Wednesday, October 14, 2009

An Atheist's Thoughts About Counseling

Today one of my friends on Facebook posted something about going to pre-marital counseling with their Priest. It got me thinking about counseling in general.

My semi-Catholic partner and I have also been going to counseling prior to getting married this fall. I say semi-Catholic because he identifies as Catholic, but only attends church when his mother is in town, he doesn't think everything the Pope says is correct, and he doesn't believe I am going to hell for being an Atheist. Since we are not religious, we see a secular counselor. We have discussed financial expectations (ie how we will spend money), child-rearing expectations (ie teaching kids about religion), and marriage expectations (ie whether we have any preconceived ideas about marriage).

The point is, I started wondering how many people think that counseling is only for the mentally ill or for couples with serious problems? I realized that I haven't told many people that we are going to counseling for fear that they will think we are having issues. Of course, we do have issues, but there is nothing to be ashamed of about that. Every couple has things to work out at one time or another, and a counselor can be a great way to faciliate. It doesn't mean that the couple can't do it themselves and it doesn't say anything about the viability of the couple.

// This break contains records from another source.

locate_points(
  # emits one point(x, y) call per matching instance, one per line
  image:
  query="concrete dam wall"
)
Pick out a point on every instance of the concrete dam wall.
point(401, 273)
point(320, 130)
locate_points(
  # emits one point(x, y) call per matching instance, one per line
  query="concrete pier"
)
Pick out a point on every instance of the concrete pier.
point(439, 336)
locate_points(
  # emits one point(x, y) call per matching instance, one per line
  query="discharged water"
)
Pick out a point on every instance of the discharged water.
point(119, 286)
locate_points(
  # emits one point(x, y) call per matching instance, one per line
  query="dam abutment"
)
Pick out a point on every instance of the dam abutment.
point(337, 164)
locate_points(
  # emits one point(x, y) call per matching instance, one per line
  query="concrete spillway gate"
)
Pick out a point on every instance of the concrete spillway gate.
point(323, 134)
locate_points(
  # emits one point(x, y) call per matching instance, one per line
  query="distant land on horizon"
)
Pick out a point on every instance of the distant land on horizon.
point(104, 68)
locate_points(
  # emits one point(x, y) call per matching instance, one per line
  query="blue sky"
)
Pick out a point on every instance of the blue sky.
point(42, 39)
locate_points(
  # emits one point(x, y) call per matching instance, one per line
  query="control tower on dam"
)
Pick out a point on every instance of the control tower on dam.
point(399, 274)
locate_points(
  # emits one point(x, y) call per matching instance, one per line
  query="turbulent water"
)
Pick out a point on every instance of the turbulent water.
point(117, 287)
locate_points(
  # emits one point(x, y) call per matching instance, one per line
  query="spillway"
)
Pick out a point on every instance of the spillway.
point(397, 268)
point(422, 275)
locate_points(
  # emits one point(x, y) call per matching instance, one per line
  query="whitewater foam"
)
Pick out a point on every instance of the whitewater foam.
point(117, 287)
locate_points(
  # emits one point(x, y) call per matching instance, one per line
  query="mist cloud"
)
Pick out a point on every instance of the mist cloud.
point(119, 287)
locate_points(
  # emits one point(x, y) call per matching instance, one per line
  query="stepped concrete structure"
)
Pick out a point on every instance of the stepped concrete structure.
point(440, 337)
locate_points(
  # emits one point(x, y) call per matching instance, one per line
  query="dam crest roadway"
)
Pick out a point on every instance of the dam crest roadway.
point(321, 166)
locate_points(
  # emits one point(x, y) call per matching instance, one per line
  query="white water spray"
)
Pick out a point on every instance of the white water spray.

Counseling is not just for the mentally ill. Pre-marital counseling is not just for the religious. Perhaps if more people aired their differences and expectations in pre-marital counseling sessions it would help combat the high divorce rate. And wouldn't that be a much more logical solution than turning to religion or god? In fact, I might go so far as to hypothesize that maybe one reason religious folks have a lower divorce rate is because of their pre-marital counseling. Now there's a religious-based idea that may make sense!